La balle dans le camp castriste

Pour autant, la délégation européenne a refusé de faire de l'embargo l'unique bouc émissaire. Constatant que l'aide d'urgence ne peut pallier indéfiniment les failles d'un système à bout de souffle, le diplomate a mis les autorités cubaines face à leurs responsabilités internes. Bruxelles réclame des actes : la libération des personnes détenues arbitrairement, le respect des libertés fondamentales et l'ouverture d'un espace de dialogue avec la société civile. Une manière directe de signifier que les dirigeants de l'île ne peuvent plus s'abriter derrière la pression américaine pour reporter les réformes structurelles dont le pays a besoin.
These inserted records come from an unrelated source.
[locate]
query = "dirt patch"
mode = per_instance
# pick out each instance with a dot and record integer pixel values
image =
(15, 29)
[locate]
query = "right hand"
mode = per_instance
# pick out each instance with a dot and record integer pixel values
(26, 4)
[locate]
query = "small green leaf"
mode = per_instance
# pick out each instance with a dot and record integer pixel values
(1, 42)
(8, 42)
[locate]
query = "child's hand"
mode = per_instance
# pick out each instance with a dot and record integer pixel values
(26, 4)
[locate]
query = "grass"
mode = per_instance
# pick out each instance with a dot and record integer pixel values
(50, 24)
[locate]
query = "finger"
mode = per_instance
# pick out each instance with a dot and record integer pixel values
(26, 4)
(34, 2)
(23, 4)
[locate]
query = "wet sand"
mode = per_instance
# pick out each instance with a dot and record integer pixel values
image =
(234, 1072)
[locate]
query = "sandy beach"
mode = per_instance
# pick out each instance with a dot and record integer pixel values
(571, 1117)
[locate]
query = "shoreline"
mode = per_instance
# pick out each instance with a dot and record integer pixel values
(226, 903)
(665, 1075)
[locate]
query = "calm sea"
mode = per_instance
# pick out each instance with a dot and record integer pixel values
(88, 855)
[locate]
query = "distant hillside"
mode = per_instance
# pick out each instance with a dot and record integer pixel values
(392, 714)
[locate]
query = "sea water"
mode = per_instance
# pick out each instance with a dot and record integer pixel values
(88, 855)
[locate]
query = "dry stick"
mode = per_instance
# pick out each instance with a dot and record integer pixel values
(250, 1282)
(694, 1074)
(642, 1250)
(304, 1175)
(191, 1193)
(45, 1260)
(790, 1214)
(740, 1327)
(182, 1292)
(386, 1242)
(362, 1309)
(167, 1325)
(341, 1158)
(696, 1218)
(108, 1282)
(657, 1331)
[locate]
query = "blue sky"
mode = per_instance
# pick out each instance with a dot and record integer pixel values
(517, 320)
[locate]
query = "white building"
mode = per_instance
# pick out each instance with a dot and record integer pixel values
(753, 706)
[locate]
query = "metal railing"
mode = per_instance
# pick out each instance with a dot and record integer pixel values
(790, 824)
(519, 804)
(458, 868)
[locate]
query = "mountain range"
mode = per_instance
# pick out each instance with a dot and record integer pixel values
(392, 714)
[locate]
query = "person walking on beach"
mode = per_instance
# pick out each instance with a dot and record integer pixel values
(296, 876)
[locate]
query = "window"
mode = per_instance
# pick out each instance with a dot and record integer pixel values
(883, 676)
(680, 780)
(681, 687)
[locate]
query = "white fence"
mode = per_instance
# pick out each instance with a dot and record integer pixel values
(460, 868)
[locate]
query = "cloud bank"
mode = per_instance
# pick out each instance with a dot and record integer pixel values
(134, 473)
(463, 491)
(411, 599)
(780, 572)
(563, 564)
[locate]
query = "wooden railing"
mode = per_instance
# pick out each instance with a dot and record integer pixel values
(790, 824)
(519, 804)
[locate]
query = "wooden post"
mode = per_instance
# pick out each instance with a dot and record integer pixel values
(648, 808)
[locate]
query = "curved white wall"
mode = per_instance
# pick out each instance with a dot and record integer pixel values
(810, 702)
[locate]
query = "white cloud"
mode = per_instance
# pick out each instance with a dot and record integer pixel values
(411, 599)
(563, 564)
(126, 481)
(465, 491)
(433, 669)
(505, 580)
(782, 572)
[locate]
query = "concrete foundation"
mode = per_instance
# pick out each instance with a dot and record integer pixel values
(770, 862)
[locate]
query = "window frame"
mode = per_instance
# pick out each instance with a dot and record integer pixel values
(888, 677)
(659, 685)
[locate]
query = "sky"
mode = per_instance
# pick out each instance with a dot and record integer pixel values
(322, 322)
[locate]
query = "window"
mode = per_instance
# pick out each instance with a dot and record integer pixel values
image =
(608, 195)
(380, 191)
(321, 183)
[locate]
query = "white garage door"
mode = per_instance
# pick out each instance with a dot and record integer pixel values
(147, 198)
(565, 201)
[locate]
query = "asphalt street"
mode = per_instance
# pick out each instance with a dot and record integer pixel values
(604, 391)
Le dossier russe en toile de fond

L'intervention a par ailleurs mis en lumière la crispation de Bruxelles face aux choix diplomatiques de La Havane. Le positionnement cubain à l'égard de la Russie dans le conflit ukrainien marqué notamment par un vote défavorable, en février dernier, à une résolution onusienne appelant à la paix, passe mal. L'UE demande expressément aux autorités cubaines de cesser tout soutien à Moscou et d'empêcher activement l'enrôlement de leurs ressortissants par l'armée russe. Une mise au point qui redessine les contours des relations bilatérales : si l'Europe assure vouloir maintenir un engagement " critique mais constructif " pour accompagner le pays, la diplomatie européenne laisse entendre que la pérennité de ce dialogue restera tributaire de l'attitude de La Havane sur la scène internationale.